SBC has booted several congregations
The looming issue of female SBC pastors, which was addressed with the Wednesday vote, dates back several years within the conservative-leaning denomination. Since 2019 to date, about 10 churches have been expelled and another 20 have left the SBC under scrutiny over their church staff titles, and theological beliefs, about female pastors.
The most famous disagreement happened over female pastors at Saddleback, the California church famous for its founder and best-selling author, Rick Warren. That megachurch drew attention when Warren ordained three women as pastors in 2021.
A second church targeted by the Convention is a Louisville, Kentucky church called Fern Creek Baptist Church. A female pastor named Linda Barnes Popham has led that church since 1993 after beginning as the music and youth minister.
NYT story blames 'faction' within SBC
In its story on the SBC vote, a CNN story quoted a group called the Baptist Women in Ministry that slammed the amendment.
“We express our solidarity with the women in ministry who have been harmed by this vote, the hateful rhetoric and propaganda leading up to the vote, and the damaging theology the vote represents,” the group, affiliated with the liberal Cooperative Baptist Fellowship, stated.
According to a related New York Times story about the Wednesday vote, an unnamed “faction” within the SBC wants to “steer the country’s largest Protestant denomination to the right.”
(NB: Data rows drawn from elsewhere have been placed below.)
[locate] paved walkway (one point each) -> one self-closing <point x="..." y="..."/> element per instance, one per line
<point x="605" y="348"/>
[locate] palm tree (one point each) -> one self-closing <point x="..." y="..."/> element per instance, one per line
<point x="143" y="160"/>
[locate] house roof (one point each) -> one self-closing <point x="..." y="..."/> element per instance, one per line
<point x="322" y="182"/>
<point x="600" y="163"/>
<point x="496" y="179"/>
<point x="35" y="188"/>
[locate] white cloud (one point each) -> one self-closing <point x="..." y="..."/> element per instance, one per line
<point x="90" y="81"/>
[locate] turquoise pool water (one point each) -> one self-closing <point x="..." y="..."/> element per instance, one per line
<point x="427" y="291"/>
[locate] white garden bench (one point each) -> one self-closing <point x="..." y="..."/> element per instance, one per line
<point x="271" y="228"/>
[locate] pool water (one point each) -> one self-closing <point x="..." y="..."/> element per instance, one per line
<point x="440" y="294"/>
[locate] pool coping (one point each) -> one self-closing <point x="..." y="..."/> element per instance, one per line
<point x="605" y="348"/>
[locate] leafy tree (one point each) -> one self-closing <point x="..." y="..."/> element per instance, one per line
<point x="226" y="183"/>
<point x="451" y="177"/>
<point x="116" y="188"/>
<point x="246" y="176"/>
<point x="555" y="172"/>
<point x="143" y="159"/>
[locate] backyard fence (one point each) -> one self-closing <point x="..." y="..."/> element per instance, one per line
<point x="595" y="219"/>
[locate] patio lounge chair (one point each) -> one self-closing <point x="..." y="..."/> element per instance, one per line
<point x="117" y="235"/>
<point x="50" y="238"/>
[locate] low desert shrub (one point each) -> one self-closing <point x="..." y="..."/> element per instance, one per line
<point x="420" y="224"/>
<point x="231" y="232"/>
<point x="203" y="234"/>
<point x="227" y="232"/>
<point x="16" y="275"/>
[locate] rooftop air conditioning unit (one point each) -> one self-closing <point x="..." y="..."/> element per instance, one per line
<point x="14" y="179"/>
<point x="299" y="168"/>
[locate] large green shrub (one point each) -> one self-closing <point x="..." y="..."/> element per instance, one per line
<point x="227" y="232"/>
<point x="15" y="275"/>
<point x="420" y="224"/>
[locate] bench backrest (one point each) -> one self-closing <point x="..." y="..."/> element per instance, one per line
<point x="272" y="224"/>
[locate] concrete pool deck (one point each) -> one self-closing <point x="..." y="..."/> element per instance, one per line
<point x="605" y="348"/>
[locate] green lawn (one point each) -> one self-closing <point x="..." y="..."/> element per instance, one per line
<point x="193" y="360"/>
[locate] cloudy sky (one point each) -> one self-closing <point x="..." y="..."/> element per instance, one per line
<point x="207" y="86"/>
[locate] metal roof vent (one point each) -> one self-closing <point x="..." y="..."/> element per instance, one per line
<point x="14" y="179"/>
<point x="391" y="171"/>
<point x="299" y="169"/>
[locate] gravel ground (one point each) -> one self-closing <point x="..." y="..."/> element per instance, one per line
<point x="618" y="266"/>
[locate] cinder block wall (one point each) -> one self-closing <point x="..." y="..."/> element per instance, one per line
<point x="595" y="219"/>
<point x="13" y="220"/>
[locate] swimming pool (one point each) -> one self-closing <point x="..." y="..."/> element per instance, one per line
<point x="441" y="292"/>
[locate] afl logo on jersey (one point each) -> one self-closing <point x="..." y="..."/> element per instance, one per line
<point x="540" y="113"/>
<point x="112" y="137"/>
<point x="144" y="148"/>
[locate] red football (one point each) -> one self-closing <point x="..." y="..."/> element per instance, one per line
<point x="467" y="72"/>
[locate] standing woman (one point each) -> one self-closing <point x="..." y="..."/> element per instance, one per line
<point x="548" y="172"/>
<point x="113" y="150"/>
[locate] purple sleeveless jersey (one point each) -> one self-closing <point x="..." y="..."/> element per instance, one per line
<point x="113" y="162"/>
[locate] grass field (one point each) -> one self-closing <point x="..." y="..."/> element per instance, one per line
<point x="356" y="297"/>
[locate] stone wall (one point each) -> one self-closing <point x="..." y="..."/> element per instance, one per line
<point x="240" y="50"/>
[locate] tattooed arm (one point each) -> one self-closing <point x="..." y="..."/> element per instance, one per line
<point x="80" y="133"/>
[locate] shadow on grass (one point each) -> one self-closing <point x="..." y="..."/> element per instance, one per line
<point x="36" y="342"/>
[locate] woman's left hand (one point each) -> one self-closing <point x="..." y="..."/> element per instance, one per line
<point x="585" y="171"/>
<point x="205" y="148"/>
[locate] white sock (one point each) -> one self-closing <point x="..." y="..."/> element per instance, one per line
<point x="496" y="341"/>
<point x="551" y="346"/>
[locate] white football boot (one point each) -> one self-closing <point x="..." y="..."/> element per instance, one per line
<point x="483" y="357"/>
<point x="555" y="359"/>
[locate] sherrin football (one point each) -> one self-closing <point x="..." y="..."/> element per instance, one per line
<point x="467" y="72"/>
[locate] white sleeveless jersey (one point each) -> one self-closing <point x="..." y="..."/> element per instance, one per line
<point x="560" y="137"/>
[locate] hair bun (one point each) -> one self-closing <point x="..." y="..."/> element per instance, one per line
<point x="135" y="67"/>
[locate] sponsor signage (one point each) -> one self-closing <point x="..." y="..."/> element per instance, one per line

In reality, however, many Southern Baptists know the denomination has maintained a conservative view on biblical orthodoxy, and cultural issues such as abortion and homosexuality, for nearly a half-century.
That period of internal conflict, dating back to the late 1970s, has been called the “conservative resurgence” after SBC leaders Adrian Rogers, Paige Patterson, and Charles Stanley beat back a liberal drift in Southern Baptist pulpits and seminaries.
Mohler, now 66, was a seminary student during that period. He has credited those SBC leaders for rescuing the seminaries from theological liberalism that had captured mainline denominations decades earlier.
In more liberal mainline denominations, the first female pastors appeared behind the pulpit as far back as the 1950s in Presbyterian churches and Methodist churches. Lutheran churches and Episcopal churches followed that liberal trend in the 1970s.
Now, 75 years later, there is fierce debate within the Presbyterian Church (U.S.A.) over a measure requiring ordained clergy to maintain monogamous sexual relationships, Fox News reported.
That proposed rule, which will be debated this summer, is opposed by the Advisory Committee on Social Witness Policy, Advocacy Committee for Women and Gender Justice, and Advocacy Committee on LGBTQIA+ Equity.
Without addressing that controversy specifically, Helfenbein warned that denominations that take an egalitarian view on female pastors typically don't stop with that liberal orthodoxy.
"I'm not talking about months or years," he stressed, "but in decades those churches invariably become liberal on a whole variety of social issues. That happens. That is historical. It's well-documented."